国内外で走り続ける一力九段 ©GOMARU

 世界一の棋士を輩出することは、洪清泉四段の夢でもあった。空港まで道場生(洪道場)や関係者で迎え、早い時期にお祝いの会をしようという思いから企画されたもの。準備期間が短い中、洪四段は様々なところへ挨拶に回り、少しずつ支援してもらえたという。「特に、サントリー様は全面的に協力してくださり、参加人数より多いぐらいの飲み物を用意して頂きました」と平田八段。

 また、一力九段の提案で院生や20歳以下の棋士は無料で招待する形となった。『自分ができたら、他の人の励みややる気に繋がる。目指すべき姿を見せたい』という思いがあったという。第2部の開始時間を16時半にしたのも、16時半頃に院生研修が終わることに合わせたもの。院生の半分以上が出席したようだ。

世界一への軌跡

一力遼九段の軌跡が追える写真や年表などが展示されてた ©GOMARU

 本イベントは2部構成となっており、第1部では一力九段の幼少期から世界一までの軌跡を、当時の写真や記事で追えるものが展示された。「僕の話を日記に記録したものなどが展示されていたので、懐かしい気持ちになりました」と平田八段。

 一力九段とファンとの記念撮影が行われた他、一力遼ポロシャツやサイン付きチェキ、洪道場百段突破記念冊子の限定商品が発売されており、第1部から多くのファンが訪れた。

イベント限定商品が発売された ©GOMARU

盛大なイベント

一力九段がレッドカーペットを歩いて登場

 第2部はファンと棋士との距離が近い形で行われ、約200名の方が訪れた。「レッドカーペットを歩いて、一力九段が登場するところから始まったのですが、始めから大盛り上がり。準備に尽力した方の熱意が、ファンの方に伝わったのでは」と平田八段。

 じゃんけん大会では、一力九段とじゃんけんで勝たれた方に『一力九段直筆の色紙』など用意されたプレゼントを、一力九段自身が手渡した。ファンと触れ合うことを大事にしていたという。

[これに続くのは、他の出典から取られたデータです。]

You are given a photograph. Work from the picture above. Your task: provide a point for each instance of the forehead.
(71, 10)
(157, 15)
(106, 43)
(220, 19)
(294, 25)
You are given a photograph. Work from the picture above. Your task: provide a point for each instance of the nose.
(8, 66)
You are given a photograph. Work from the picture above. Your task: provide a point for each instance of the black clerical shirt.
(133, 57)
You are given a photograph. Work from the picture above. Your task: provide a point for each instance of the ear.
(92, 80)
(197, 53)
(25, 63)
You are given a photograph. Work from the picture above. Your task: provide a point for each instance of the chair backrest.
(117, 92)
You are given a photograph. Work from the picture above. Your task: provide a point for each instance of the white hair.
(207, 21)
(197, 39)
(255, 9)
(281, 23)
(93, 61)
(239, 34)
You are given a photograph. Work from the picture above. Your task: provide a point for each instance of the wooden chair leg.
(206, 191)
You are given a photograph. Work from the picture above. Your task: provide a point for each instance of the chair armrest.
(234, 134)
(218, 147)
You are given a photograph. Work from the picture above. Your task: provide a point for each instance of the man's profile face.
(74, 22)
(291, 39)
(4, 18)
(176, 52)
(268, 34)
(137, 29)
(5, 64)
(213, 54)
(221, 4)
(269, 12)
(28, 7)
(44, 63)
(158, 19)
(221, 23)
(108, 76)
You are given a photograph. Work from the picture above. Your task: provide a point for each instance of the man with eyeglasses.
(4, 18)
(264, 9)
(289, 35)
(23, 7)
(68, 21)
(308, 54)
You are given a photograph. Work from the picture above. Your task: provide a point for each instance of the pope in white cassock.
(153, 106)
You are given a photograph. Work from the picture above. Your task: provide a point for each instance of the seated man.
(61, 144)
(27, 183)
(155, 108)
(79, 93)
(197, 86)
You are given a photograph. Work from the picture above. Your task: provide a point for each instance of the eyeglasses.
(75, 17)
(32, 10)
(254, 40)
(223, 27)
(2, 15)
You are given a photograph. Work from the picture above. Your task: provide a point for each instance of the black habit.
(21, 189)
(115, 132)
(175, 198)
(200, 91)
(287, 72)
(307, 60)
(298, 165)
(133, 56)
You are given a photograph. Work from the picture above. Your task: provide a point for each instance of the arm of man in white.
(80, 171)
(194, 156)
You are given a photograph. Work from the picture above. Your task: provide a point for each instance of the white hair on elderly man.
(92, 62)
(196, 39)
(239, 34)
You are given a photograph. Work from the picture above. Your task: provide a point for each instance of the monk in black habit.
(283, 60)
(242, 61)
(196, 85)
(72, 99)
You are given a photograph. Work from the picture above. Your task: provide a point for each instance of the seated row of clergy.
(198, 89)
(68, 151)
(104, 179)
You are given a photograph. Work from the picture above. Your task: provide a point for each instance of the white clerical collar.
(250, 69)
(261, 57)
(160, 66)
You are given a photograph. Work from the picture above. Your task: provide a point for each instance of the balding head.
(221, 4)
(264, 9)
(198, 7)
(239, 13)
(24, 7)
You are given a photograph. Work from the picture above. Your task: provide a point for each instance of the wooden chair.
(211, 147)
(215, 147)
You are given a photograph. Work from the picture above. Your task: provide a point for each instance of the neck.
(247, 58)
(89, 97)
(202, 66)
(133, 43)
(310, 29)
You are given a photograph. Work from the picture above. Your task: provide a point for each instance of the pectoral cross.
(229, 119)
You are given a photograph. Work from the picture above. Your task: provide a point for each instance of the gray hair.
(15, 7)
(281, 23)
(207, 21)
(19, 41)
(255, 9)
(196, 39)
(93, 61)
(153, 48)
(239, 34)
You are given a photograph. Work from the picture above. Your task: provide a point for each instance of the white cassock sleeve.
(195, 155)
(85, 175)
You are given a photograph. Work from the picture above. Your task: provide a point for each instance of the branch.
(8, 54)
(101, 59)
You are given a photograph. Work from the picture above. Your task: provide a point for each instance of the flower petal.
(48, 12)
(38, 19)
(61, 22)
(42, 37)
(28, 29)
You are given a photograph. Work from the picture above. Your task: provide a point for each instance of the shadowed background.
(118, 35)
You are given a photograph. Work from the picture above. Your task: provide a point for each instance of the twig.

じゃんけん大会では30個のプレゼントが用意された ©GOMARU

 次に、決勝五番勝負第1局から第3局を一力九段と同行した許家元九段が解説。「囲碁が詳しくない方もおられたと思いますが、一力九段としては大事にしているポイント。しっかり解説していました」と平田八段。

 トークショー・質問コーナーでは、一力九段と許九段が様々な事柄に応える形式。主に、SNSで募集した質問を中心に答えたという。具体的にどのような質問や答えがあったか、一部を紹介しよう。

エピソード1「自分の名前が出るとは」
質問:最近、声をかけられたことはありますか?
答え:一人(一力九段)で寂光寺へタクシーで向かった時、『珍しいですね。何か用事はあるんですか?』と運転手に聞かれ、一力九段が本因坊のお墓について話したの始まり。『一力や虎丸、覚えやすい名前の人が増えているよね。知っていますか?』と一力九段が聞かれたそうです。「本人です」と言ってビックリして事故になったら危ないから、最後まで黙っていたそうです。

エピソード2「300年後の自分は?」
質問:韓国のインタビューで一力九段が『本因坊道策は尊敬している』と話した理由は?
答え:300年前に本因坊道策が打った棋譜を見て、今でも勉強になるのはすごいこと。一力九段は、300年後の人間に自分の棋譜を見てもらえる自信はないそうで、そういった意味でも尊敬していると話していました。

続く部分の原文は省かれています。